The dinosaur prints are in one small area and it took about half and hour to get there and look at them, so we hopped back onto the golf buggy and ‘whizzed’ over to the other end of the island to have a quick look at the roman ruins and the Olive tree.
We didn’t have enough time to get to the ruins, perhaps we should have gone for two hours with the golf buggy or hired bikes? But it was a lovely bay to stop at anyway.

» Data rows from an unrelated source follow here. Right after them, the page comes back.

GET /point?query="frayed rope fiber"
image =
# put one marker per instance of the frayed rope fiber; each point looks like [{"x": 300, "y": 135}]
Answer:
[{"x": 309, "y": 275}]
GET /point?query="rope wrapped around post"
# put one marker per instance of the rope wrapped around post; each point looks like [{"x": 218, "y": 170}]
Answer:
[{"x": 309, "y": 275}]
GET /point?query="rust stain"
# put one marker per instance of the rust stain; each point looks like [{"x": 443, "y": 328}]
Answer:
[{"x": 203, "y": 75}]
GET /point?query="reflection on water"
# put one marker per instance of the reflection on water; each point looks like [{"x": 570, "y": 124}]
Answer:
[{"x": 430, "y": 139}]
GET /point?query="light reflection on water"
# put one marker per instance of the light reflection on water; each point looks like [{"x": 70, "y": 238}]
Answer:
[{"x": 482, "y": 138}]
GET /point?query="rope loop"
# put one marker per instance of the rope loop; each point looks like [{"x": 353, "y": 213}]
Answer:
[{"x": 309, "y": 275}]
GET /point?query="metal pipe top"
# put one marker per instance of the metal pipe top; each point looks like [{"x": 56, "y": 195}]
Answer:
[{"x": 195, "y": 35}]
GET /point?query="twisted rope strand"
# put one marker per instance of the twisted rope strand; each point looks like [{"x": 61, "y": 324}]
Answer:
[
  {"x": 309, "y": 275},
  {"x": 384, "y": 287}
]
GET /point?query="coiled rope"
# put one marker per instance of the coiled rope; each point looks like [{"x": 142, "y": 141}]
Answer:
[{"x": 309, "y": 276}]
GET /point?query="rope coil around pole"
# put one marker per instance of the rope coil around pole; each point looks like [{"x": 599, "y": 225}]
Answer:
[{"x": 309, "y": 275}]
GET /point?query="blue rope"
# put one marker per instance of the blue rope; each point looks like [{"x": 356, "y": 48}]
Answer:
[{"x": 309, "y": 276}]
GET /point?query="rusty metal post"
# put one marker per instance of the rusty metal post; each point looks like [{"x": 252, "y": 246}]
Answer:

After dropping the golf buggy off and paying for our time we had an ice cream from the cafe and waited for the next boat, whilst watching the fish.
Verdict
Brijuni islands were a definite highlight of my trip. The children enjoyed it and although the road train was fun, I think we all preferred exploring by ourselves. I think if we went again we would hire bikes to cycle around the island as it would be cheaper and so we could spend more time exploring. Although I can’t deny playing with the golf buggy was fun!
Plutonium Sox says
Wow, sat here reading this with my husband because I saw the dinosaur footprints and we both thought we’d love to go. We’d actually go all the way to Croatia just to see those! Terribly sad about the elephant, I hate to see animals sad in zoos / safari parks.
Nat.x
Newcastle Family Life says
This looks and sounds amazing, reading this has made me really want to visit someday xx
Jenny Eaves says
We loved it there, such an idyllic spot, especially when you get away from the tour groups.
Jenny Eaves says
They were my favourite bit too! I loved how cool they were, but not another soul in sight!